Both the contradiction solution and the assumption of costs have their pitfalls. In the first case, you will not receive a hearing aid while the (court) proceedings are ongoing. In the second case, you may be left with the additional costs if appraisers determine in court proceedings that your hearing aid does not have a "significant" advantage over the fixed-price device.

In any case, you should not buy a hearing aid before you have clarified the costs with the cash register, as you would then lose all entitlement. So either wait for the rejection notice, or if it does not come, set a deadline and wait until it has passed.

5. Caution: declaration of additional costs!

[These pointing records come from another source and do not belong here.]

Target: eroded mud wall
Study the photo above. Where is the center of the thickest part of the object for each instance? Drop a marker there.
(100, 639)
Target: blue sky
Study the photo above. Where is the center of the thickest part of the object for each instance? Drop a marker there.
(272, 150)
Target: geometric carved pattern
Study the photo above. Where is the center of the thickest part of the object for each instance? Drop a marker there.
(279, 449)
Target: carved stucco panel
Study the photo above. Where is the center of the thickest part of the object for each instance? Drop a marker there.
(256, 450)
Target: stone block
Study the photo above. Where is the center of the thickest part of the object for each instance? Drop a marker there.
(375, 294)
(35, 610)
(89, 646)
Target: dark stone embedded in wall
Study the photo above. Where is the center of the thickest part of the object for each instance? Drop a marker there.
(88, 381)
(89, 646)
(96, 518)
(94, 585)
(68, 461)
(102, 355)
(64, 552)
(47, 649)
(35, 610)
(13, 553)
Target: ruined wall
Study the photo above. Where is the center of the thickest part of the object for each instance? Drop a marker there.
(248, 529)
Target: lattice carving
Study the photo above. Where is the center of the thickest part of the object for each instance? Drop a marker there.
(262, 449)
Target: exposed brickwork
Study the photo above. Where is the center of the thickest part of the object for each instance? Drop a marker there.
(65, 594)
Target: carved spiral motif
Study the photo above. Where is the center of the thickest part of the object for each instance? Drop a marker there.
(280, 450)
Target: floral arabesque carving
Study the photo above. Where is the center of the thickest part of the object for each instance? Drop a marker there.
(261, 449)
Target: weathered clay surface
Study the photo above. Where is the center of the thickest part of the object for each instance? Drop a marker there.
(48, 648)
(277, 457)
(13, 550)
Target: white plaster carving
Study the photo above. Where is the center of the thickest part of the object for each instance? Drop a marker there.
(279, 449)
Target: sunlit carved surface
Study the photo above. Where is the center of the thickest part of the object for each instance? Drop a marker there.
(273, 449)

Often you should sign a form with the hearing aid acoustician that you have voluntarily opted for this hearing aid, knowing full well that it is above the fixed amount of the health insurance company. Without this form, your application will not be processed by the health insurance company as "incomplete", but with the form you assign your right to reimbursement. Delete the relevant sentences and sign the form. In more recent forms, reasons should be ticked as to why you decided on a device above the fixed amount. Add a new box here indicating a medical reason, for example "Language understanding in large groups of people".

Do not worry too much about this form, if it comes to legal proceedings, the health insurance company will probably not use it, as it is unclear whether this waiver is immoral. In any case, only sign the declaration of additional costs after receiving the rejection notice from the health insurance fund.

6. Make an appointment at your local VdK office!

If your objection is unsuccessful, please contact a VdK advice center near you for further legal examination and legal representation:

Sample applications are available for download on this page:

The local VdK offices will be happy to answer any questions you may have.